1897 wurde Aspirin wahrscheinlich von Arthur Eichengrün entdeckt, wobei auch Felix Hoffmann als Erfinder genannt wird; auf Grund seines jüdischen Glaubens taucht der Name Eichengrün nach 1934 jedoch nicht mehr auf. Sicher ist, dass Eichengrün nach der Zulassung von Aspirin zum Leiter der pharmazeutischen Abteilung Bayers befördert und Hoffmann Leiter der Marketing-Abteilung wurde. Bayer vermarktete jedoch vorerst das 11 Tage später von Hoffmann entwickelte Heroin stärker, da man nach Versuchen an Menschen davon ausging, dass Aspirin zu viele Nebenwirkungen hätte.
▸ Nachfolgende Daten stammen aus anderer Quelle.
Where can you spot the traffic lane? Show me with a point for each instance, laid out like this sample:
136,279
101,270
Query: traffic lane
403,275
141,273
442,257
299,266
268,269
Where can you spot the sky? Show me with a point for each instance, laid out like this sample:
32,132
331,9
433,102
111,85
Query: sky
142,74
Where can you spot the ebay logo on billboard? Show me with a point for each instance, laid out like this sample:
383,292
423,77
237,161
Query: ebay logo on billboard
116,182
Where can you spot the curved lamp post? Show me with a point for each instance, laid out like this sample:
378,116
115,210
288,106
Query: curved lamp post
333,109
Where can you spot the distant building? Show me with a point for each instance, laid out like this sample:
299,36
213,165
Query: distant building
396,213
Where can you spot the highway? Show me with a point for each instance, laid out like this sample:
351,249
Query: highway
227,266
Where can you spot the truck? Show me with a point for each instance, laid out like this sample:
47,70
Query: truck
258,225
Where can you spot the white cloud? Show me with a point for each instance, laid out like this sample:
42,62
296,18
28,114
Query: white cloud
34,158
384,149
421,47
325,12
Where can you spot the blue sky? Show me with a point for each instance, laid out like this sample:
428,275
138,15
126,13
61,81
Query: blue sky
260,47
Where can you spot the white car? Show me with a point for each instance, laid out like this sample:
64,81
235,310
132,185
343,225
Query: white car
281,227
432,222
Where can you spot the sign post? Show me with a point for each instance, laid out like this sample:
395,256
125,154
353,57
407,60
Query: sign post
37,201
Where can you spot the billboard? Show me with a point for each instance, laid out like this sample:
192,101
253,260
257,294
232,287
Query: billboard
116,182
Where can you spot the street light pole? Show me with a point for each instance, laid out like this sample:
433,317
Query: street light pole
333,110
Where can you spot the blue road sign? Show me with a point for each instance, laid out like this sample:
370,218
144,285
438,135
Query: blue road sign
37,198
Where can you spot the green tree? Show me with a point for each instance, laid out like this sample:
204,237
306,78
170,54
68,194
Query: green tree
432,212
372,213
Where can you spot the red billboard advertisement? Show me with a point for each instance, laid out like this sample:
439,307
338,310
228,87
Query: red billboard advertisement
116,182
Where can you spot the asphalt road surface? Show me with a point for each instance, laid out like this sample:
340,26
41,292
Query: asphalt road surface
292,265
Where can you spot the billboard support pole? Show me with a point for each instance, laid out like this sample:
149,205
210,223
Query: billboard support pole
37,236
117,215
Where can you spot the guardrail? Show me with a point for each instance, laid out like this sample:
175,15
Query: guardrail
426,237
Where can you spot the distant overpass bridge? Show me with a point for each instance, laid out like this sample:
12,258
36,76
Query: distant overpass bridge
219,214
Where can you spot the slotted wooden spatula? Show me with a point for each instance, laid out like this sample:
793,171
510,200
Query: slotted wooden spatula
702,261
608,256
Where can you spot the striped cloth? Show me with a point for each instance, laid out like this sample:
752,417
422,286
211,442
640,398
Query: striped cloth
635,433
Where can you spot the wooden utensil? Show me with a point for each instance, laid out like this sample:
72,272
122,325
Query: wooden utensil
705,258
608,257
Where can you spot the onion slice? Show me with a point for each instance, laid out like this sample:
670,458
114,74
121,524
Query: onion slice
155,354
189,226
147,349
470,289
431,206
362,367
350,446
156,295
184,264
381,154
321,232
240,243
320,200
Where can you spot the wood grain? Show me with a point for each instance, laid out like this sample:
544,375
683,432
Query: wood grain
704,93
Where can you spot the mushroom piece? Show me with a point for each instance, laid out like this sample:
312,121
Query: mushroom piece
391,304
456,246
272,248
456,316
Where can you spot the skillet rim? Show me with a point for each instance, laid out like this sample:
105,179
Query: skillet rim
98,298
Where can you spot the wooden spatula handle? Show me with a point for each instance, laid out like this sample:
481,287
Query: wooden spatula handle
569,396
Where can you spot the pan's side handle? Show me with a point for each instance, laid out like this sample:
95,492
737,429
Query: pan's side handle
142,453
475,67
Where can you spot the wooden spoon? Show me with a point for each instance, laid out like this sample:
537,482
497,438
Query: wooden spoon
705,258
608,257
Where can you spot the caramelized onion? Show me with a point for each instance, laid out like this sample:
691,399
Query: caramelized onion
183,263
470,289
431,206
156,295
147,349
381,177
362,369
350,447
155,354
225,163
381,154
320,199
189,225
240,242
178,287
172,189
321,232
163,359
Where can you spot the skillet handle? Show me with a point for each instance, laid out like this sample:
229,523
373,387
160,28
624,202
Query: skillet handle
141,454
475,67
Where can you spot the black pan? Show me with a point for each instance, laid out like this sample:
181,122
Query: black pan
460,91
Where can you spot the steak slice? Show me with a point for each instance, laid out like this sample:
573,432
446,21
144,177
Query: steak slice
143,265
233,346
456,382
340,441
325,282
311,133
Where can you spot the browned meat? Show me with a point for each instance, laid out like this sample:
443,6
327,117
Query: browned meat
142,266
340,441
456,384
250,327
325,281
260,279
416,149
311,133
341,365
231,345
1949 veröffentlichte Arthur Eichengrün eine Arbeit, in der er schrieb, er habe die Entwicklung von Aspirin sowie einiger benötigter Hilfsstoffe geplant und koordiniert. Schon zuvor aus dem KZ - fast ein halbes Jahrhundert nach der Erfindung von Aspirin - schrieb Eichengrün der IG Farben (Bayer), als er sich wie er selber sagte, seinem Tode nahe sah, dass Hoffmann an Aspirin nur in der Weise beteiligt war, dass er die Anordnungen von Eichengrün befolgte, ohne überhaupt zu wissen, was er im Auftrage Eichengrüns tat, so Eichengrün in dem Brief aus dem KZ. Die Nazis haben ihn weiterhin als Beteiligten oder gar Erfinder verleugnet, wie sie dies mit allen Werken jüdischer Herkunft taten und öffentlich die Erfindung Aspirins vor allem Hoffmann zugesprochen. Eichengrün hat dies selbst, nach seiner Entlassung, in einer noch aus der Nazizeit stammenden Ausstellung - über deren Pforte "Juden ist der Zutritt verboten" prangte - auf einer Tafel zum Thema Aspirin gelesen. Auf ihr wurden Hoffmann und eine andere, mit der Entwicklung Aspirins nicht in Verbindung stehende Person, als Erfinder genannt, ohne jegliche Erwähnung Eichengrüns. In vielen geschichtlichen Abhandlungen bzw. Lexika zu dem Thema wird aufgrund dieser Vorgänge der Nazizeit und der damit entsprechend beeinflussten Geschichtsbücher vornehmlich Felix Hoffmann als Erfinder oder wahrscheinlicher Erfinder genannt und die Erklärung Eichengrüns in seiner 1949 veröffentlichen Arbeit oftmals lediglich als Behauptung betitelt.

Das Produkt wurde Aspirin genannt. Der Name Aspirin leitet sich vom Echten Mädesüß (veraltet: Spiraea ulmaria L. heute: Filipendula ulmaria (L.) Maxim.), einer salicylathaltigen Staude, ab: 'A' (für Acetylsalicylsäure), 'spiraea' und 'in' als geläufige Endung für Medikamente. 1899 wurde Aspirin® zum Patent angemeldet.

Nach dem Ersten Weltkrieg wurde Bayer im Rahmen des Versailler Vertrags gezwungen, das Patent und die Rechte an der Marke Aspirin® für das Gebiet der Siegermächte USA, Frankreich und Großbritannien aufzugeben. In den USA kaufte 1918 Sterling Drug die Markenrechte von der amerikanischen Verwaltung für feindlichen Besitz. In den fünfziger Jahren des 20. Jahrhunderts verlor Sterling Drug kraft Gerichtsbeschluss die Exklusivrechte am Namen. Der Name Aspirin wurde so in den USA gemeinfrei. Im Jahre 1994 kaufte Bayer Sterling Drug vom vorübergehenden Eigentümer Kodak für 1 Milliarde Dollar. Seitdem verkauft Bayer in den USA wieder "Bayer Aspirin".

Die Funktionsweise der Acetylsalicylsäure, nämlich die Hemmung der Prostaglandinproduktion, wurde 1971 von John Robert Vane aufgeklärt.

Nebenwirkungen
Aspirin kann unter anderem Asthma, Magenbluten, Magengeschwüre, Nierenschäden und Gehörschäden auslösen. Nebenwirkungen der nicht opiathaltigen Schmerzmittel (Aspirin, Paracetamol, Ibuprofen u. a.) gehören zu den 16 häufigsten Todesursachen in den USA. Da aber die Zahl der Schmerzmittel-Opfer in Statistiken nicht einzeln aufgeführt wird, nimmt die Öffentlichkeit die Gefahren kaum wahr. Auch die Arzneimittelkommission der Deutschen Ärzteschaft weist darauf hin, dass Acetylsalicylsäure aufgrund ihrer Reizwirkung bei regelmäßiger Einnahme Schleimhautreizungen, Blutungen im Magen-Darm-Trakt und Magengeschwüre verursachen kann. Es wird vermutet dass die Gabe von Acetylsalicylsäure nach einer überstandenen Viruserkrankung bei Kindern das mitunter tödliche Reye-Syndrom auslöst.